ESCRT-0 complex modulates Rbf mutant cell survival by regulating Rhomboid endosomal trafficking and EGFR signaling

The Rb tumor suppressor is conserved in Drosophila and its inactivation can lead to cell proliferation or death depending on the specific cellular context. Therefore identifying genes that affect the survival of Rb mutant cells can potentially identify novel targets for cancer therapeutic intervention. From a genetic screen in Drosophila, we identified synthetic lethal interactions between mutations of fly Rb (rbf) and the ESCRT-0 components, stam and hrs.
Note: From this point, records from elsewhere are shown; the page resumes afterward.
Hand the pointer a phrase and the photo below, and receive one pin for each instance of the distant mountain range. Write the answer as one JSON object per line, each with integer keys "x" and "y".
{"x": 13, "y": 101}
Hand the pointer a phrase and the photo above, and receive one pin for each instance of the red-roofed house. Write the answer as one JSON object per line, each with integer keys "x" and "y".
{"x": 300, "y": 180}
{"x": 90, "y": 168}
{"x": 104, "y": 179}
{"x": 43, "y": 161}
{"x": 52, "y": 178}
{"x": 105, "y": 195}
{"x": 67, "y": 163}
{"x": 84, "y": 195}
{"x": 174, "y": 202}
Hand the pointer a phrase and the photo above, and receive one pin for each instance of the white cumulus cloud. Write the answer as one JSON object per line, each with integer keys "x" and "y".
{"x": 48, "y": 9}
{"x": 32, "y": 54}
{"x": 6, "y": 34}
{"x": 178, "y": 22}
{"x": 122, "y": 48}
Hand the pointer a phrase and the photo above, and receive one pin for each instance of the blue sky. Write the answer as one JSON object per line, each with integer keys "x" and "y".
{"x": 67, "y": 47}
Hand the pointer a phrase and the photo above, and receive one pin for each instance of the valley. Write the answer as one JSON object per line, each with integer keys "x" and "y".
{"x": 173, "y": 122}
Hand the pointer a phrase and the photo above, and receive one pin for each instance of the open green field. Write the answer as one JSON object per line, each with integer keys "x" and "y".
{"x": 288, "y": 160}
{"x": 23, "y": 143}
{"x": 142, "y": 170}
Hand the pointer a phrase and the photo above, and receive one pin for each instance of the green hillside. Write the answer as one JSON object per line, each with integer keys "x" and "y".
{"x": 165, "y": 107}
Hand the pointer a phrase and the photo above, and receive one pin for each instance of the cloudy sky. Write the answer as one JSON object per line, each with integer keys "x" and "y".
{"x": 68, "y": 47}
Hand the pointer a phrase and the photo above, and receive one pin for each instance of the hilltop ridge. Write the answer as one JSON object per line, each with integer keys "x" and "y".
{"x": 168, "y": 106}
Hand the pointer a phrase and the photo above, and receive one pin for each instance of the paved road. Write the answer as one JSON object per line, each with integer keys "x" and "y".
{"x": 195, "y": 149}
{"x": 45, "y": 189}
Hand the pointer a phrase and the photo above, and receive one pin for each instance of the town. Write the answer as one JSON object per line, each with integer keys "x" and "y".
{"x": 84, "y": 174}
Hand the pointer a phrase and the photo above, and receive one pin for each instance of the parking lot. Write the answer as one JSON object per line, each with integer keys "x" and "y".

We show that inactivation of ESCRT-0 sensitizes rbf-mutant cells to apoptosis by inhibition of EGFR signaling and accumulation of Hid protein. Mutation of stam inhibits EGFR signaling upstream of secreted Spi and downstream of Rhomboid expression and causes Rhomboid protein to accumulate in the abnormal endosomes labelled with both the early and late endosomal markers Rab5 and Rab7. These results reveal that ESCRT-0 mutants inhibit EGFR signaling by disrupting Rhomboid endosomal trafficking in the ligand producing cells. Since ESCRT-0 also plays critical roles in EGFR downregulation after ligand binding, this study provides new insights into how loss of ESCRT-0 function can either increase or decrease EGFR signaling.